Les zones de remontée côtière s'acidifient plus vite que prévu

De nouvelles recherches de l'University of St Andrews révèlent que les régions de remontée côtière s'acidifient beaucoup plus rapidement que ne le pensaient les scientifiques auparavant. Ces zones, comme la California Current, remontent des eaux profondes riches en CO2 à la surface, intensifiant les effets du dioxyde de carbone atmosphérique. Ces résultats soulèvent des inquiétudes pour les écosystèmes marins et les pêcheries dans le monde entier.

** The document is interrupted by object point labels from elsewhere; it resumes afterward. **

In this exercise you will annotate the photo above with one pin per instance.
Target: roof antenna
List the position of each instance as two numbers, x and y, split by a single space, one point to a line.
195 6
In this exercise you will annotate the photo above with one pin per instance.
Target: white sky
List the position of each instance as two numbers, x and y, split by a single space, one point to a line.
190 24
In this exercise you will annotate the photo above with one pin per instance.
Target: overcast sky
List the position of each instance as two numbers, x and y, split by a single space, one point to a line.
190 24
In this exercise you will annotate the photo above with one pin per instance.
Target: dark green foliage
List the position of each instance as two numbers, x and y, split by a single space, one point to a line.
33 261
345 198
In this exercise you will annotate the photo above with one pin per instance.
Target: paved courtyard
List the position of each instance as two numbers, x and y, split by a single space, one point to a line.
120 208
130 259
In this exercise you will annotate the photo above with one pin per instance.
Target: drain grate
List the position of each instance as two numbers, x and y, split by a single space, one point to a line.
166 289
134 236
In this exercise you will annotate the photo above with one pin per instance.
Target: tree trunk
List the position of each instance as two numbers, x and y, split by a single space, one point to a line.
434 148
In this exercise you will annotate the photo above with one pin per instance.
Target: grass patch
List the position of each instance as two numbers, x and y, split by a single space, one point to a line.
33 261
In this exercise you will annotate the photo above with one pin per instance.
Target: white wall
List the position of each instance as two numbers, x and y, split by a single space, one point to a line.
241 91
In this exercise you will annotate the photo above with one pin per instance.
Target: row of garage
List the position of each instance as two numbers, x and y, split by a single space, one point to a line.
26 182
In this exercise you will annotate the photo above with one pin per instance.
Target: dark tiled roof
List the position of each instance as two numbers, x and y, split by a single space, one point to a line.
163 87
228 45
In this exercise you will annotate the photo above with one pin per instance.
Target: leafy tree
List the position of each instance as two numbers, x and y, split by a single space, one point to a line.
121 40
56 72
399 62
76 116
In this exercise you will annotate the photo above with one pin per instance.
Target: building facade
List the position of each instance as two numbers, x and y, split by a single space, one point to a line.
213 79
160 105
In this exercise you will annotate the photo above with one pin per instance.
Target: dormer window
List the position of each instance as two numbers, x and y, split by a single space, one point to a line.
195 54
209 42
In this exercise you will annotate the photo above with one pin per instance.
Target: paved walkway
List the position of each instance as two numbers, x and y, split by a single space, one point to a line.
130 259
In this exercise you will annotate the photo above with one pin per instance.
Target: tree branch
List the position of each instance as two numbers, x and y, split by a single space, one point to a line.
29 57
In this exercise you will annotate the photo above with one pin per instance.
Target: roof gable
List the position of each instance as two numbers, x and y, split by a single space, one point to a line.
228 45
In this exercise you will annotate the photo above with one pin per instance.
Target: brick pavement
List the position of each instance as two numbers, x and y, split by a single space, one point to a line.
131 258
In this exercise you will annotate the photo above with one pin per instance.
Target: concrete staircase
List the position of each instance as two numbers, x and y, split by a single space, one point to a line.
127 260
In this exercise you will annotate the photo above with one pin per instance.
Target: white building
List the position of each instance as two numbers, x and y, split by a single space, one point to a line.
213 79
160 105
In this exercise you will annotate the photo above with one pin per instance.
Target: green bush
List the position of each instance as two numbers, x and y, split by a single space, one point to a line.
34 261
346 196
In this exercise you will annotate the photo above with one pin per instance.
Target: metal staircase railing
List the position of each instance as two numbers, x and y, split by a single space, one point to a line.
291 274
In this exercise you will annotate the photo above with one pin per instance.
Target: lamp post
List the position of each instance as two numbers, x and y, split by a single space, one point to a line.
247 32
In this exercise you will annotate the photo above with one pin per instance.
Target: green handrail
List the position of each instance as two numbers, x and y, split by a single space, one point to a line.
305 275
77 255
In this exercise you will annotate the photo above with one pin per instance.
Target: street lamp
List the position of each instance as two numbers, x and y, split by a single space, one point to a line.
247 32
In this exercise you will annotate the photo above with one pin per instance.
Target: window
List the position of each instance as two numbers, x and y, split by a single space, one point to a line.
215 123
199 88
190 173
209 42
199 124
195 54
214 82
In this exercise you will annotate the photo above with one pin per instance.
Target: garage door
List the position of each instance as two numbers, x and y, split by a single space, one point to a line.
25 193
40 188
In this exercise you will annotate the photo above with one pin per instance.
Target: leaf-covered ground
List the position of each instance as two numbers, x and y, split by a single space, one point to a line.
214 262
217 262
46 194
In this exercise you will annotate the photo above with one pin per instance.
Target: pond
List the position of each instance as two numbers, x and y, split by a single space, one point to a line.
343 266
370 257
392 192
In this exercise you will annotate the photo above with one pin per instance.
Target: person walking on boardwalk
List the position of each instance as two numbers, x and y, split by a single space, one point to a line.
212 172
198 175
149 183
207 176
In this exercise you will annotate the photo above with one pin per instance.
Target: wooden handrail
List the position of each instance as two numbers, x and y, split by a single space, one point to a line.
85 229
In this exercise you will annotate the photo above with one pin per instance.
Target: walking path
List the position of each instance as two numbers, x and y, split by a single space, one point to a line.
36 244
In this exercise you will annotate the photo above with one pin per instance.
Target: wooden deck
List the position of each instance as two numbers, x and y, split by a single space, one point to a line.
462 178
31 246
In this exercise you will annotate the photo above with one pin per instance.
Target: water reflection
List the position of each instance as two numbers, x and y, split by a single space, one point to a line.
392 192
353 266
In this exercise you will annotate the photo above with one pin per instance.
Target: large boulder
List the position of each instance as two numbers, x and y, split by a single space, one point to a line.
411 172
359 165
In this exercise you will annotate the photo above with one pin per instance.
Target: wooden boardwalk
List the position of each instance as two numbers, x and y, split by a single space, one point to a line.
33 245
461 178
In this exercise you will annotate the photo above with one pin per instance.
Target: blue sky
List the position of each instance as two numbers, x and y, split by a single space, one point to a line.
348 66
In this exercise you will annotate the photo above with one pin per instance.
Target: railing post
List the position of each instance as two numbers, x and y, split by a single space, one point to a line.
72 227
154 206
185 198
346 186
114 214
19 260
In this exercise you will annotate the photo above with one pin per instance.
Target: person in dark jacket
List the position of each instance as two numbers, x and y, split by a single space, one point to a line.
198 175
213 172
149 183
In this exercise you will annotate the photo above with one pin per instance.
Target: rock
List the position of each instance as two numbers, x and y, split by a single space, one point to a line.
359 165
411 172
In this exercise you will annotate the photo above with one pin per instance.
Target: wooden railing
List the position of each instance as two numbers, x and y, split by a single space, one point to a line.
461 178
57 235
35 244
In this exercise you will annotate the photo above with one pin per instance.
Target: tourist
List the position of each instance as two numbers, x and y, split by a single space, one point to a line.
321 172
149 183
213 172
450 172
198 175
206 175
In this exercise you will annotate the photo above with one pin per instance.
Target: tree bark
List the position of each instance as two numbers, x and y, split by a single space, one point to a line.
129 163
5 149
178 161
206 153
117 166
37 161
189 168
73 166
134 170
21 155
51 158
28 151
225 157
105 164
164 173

Une étude publiée le 13 novembre dans Nature Communications a examiné la California Current comme exemple clé des systèmes de remontée, où les couches océaniques plus profondes remontent à la surface. Ces eaux, déjà riches en nutriments et acides en raison de la décomposition microbienne de matière organique, interagissent avec la hausse du CO2 atmosphérique, entraînant des baisses accélérées du pH.

Pour suivre les changements historiques, les chercheurs ont analysé les signatures isotopiques du bore dans des squelettes de coraux du XXe siècle. Ces données, combinées à un modèle océanique régional, ont montré que les taux d'acidification dans ces zones dépassent ce qui serait attendu de la pollution atmosphérique seule. L'acidité inhérente des eaux remontées amplifie l'impact des émissions de CO2 d'origine humaine.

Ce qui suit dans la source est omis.